Abstract
The 3’ rapid amplification of cDNA ends (3’ RACE) is widely used to isolate the cDNA of unknown 3’ flanking sequences. However, the conventional 3’ RACE often fails to amplify cDNA from a large transcript if there is a long distance between the 5’ gene-specific primer and poly(A) stretch, since the conventional 3’ RACE utilizes 3’ oligo-dT-containing primer complementary to the poly(A) tail of mRNA at the first strand cDNA synthesis. To overcome this problem, we have developed an improved 3’ RACE method suitable for the isolation of cDNA derived from very large transcripts. By using the oligonucleotide-containing random 9mer together with the GC-rich sequence for the suppression PCR technology at the first strand of cDNA synthesis, we have been able to amplify the cDNA from a very large transcript, such as the microtubule-actin crosslinking factor 1 (MACF1) gene, which codes a transcript of 20 kb in size. When there is no splicing variant, our highly specific amplification allows us to perform the direct sequencing of 3’ RACE products without requiring cloning in bacterial hosts. Thus, this stepwise 3’ RACE walking will help rapid characterization of the 3’ structure of a gene, even when it encodes a very large transcript.

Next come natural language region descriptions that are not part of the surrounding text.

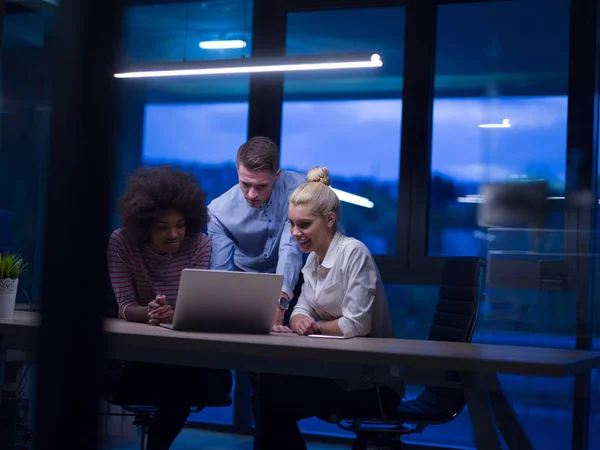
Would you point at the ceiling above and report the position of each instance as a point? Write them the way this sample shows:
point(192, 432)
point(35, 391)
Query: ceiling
point(491, 45)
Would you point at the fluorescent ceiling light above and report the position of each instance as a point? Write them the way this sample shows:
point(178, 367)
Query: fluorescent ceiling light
point(254, 65)
point(354, 199)
point(218, 45)
point(477, 198)
point(505, 124)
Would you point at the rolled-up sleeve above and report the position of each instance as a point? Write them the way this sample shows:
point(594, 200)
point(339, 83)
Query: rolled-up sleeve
point(121, 275)
point(361, 285)
point(222, 246)
point(302, 307)
point(289, 262)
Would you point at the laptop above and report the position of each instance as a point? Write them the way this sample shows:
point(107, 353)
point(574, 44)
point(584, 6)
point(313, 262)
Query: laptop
point(219, 301)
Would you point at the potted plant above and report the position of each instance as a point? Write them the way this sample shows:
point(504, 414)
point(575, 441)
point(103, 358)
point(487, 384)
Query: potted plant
point(11, 268)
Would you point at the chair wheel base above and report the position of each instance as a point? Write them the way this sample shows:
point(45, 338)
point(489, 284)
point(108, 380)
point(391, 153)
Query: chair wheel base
point(376, 442)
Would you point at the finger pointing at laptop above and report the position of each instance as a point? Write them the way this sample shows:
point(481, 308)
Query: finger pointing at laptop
point(159, 311)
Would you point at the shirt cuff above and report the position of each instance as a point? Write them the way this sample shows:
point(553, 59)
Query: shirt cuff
point(300, 311)
point(347, 327)
point(288, 291)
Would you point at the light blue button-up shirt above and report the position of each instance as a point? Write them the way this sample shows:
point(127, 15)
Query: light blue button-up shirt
point(256, 239)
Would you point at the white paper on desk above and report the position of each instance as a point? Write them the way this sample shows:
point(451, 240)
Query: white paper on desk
point(329, 336)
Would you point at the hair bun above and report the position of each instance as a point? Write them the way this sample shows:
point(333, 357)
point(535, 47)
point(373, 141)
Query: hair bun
point(319, 175)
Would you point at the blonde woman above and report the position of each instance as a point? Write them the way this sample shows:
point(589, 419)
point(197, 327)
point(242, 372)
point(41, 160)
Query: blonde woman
point(342, 294)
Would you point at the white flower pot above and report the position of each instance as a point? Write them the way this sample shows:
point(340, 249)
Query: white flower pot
point(8, 295)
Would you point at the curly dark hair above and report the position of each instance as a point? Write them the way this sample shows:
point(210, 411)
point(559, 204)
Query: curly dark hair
point(151, 190)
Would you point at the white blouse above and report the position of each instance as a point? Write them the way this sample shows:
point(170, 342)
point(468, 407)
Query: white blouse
point(346, 286)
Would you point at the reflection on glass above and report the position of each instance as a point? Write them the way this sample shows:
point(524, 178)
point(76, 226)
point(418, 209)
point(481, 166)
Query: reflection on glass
point(25, 115)
point(350, 121)
point(358, 141)
point(168, 32)
point(500, 113)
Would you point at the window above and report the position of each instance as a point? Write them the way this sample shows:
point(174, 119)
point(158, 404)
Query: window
point(194, 124)
point(500, 113)
point(26, 116)
point(349, 121)
point(201, 138)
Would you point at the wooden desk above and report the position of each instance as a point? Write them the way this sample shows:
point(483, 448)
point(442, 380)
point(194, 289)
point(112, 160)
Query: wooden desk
point(358, 358)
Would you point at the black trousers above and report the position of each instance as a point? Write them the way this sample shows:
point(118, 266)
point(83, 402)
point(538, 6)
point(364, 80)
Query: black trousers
point(282, 401)
point(173, 391)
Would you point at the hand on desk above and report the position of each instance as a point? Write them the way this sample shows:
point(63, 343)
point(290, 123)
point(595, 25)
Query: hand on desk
point(306, 325)
point(159, 311)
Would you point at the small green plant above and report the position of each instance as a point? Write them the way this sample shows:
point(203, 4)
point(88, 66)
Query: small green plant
point(11, 266)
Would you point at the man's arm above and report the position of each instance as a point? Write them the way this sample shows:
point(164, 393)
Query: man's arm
point(222, 245)
point(289, 262)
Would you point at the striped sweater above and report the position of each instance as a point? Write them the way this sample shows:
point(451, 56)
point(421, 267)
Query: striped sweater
point(138, 275)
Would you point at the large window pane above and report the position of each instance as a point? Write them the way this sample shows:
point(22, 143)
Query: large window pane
point(173, 31)
point(25, 117)
point(349, 121)
point(496, 63)
point(196, 124)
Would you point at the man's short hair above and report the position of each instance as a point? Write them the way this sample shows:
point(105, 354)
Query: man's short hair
point(259, 153)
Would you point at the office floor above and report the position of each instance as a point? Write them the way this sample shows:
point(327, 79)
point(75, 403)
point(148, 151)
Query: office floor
point(204, 440)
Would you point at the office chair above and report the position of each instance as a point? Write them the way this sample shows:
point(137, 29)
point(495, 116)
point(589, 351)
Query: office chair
point(142, 414)
point(454, 321)
point(133, 406)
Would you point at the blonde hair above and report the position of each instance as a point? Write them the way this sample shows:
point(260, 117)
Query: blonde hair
point(317, 193)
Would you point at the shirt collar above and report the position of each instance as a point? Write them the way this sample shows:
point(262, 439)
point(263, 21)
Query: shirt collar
point(331, 254)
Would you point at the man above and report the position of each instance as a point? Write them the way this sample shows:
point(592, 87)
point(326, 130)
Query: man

Similar content being viewed by others
Introduction
Although the sequencing of the complete human genome revealed the presence of around 30,000–40,000 genes (Lander et al. 2001; Venter et al. 2001), it still remains a big challenge to determine the structure of every transcript due to the stage- and tissue-dependent nature of gene expression with complex splicing events associated with higher eukaryotes. Characterization of all splicing forms is essential to understand the function of each gene completely, since distinct splicing forms might have different functions (Rahman et al. 2002; Robertson and Jones 1999; Saitou et al. 2000). To determine the complete structure of each gene, isolation of cDNAs, including all splicing variants, is needed, either by screening the cDNA library or by the use of 5’ or 3’ rapid amplification of cDNA ends (5’ or 3’ RACE) (Frohman et al. 1988; Park et al. 2003). One of these, 3’ RACE, is widely used to isolate the cDNA of unknown 3’ flanking sequences. The conventional cDNAs are synthesized by oligo-dT priming, and 3’ RACE includes a simpler procedure that uses the naturally occurring poly(A) tail of mRNA as the common anchor site. However, 3’ RACE is not efficient when unknown coding regions are large, long 3’ untranslated regions are present, or when problematic template regions exist.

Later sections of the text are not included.